It wasn't all bad news, as the rest of the domestic economy was firmer. Household spending rebounded, up 4.5% while government spending/investment added notably to growth as well. Residential investment was also firm at +6.3%. Final domestic demand rose 3.5% annualized, reflecting the resilience and perhaps Canadians' bias to buy/travel domestically.
For the BoC, there's nothing here screaming for a September cut, though it will certainly keep the chatter around further easing intact. The Bank had Q2 GDP at -1.5%, so the miss was minor. And, the strength in domestic demand highlights the economy's resilience. One negative is that Q3 is tracking softer than their +1% estimate (closer to +0.5%), but it's still very early, and things can change materially.
Key Takeaway: It should come as no surprise that the Canadian economy struggled in Q2 as tariffs ramped up. However, the domestic strength is somewhat comforting, although the sustainability of that momentum is an open question. Arguably, the economy is evolving largely in line with the BoC's July forecast. Policymakers opted to stay on hold then, so this report likely doesn't push them any closer to cutting in September, with the labour and inflation data still to come.
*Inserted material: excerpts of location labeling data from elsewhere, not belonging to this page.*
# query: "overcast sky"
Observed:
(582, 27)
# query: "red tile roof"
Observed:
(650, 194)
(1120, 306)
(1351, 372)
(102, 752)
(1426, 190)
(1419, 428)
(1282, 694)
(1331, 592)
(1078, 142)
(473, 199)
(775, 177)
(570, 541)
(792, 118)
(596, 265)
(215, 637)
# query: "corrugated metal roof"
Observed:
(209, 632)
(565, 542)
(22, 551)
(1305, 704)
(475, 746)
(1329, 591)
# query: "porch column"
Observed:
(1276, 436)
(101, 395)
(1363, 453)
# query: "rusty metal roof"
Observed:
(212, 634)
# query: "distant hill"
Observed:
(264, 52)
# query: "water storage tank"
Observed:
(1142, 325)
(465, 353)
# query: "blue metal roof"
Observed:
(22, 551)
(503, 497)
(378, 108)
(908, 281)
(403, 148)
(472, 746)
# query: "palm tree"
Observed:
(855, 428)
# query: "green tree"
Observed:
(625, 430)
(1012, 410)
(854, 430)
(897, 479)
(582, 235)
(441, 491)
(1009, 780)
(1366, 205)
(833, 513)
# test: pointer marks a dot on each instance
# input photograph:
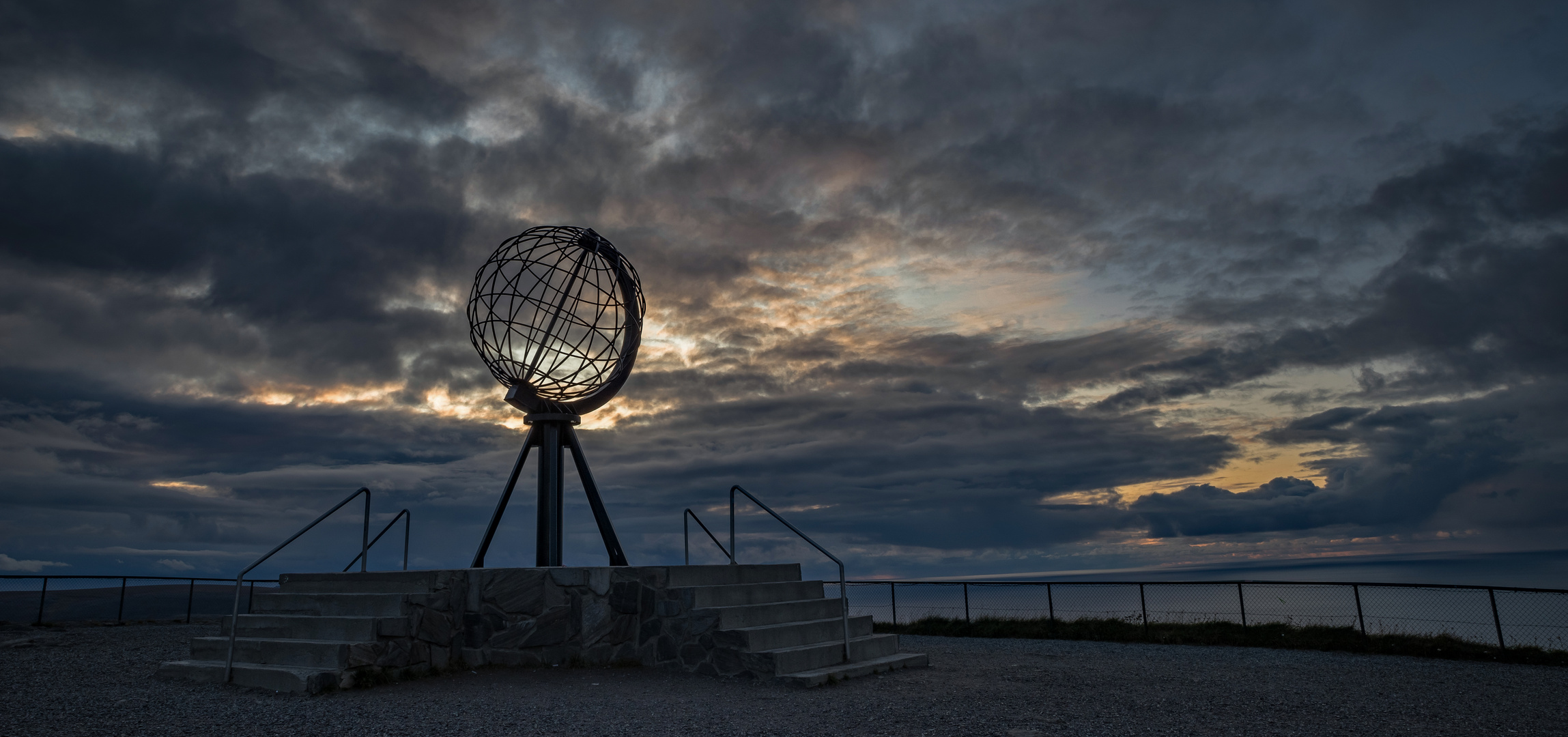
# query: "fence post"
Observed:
(1495, 620)
(1242, 599)
(41, 601)
(1145, 606)
(1360, 618)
After a strong rally in the stock market, with the S&P 500 and Canadian TSX now up over 25% since the April 8 lows, we believe some consolidation are likely in the weeks ahead. This comes as we move toward the seasonally choppier months of September and October, and as inflation may move higher and economic data may soften in the coming quarters.
However, historically, we also know it’s normal to experience two to three pullbacks in the market in any given year, especially in years with elevated uncertainty. And we see any coming bouts of volatility as opportunities for investors to diversify and to add quality investments at better prices. We believe this is especially true now that we appear to have more meaningful catalysts in place, including a Fed that seems more willing to shift policy rates lower, and a Bank of Canada that also may continue cutting interest rates.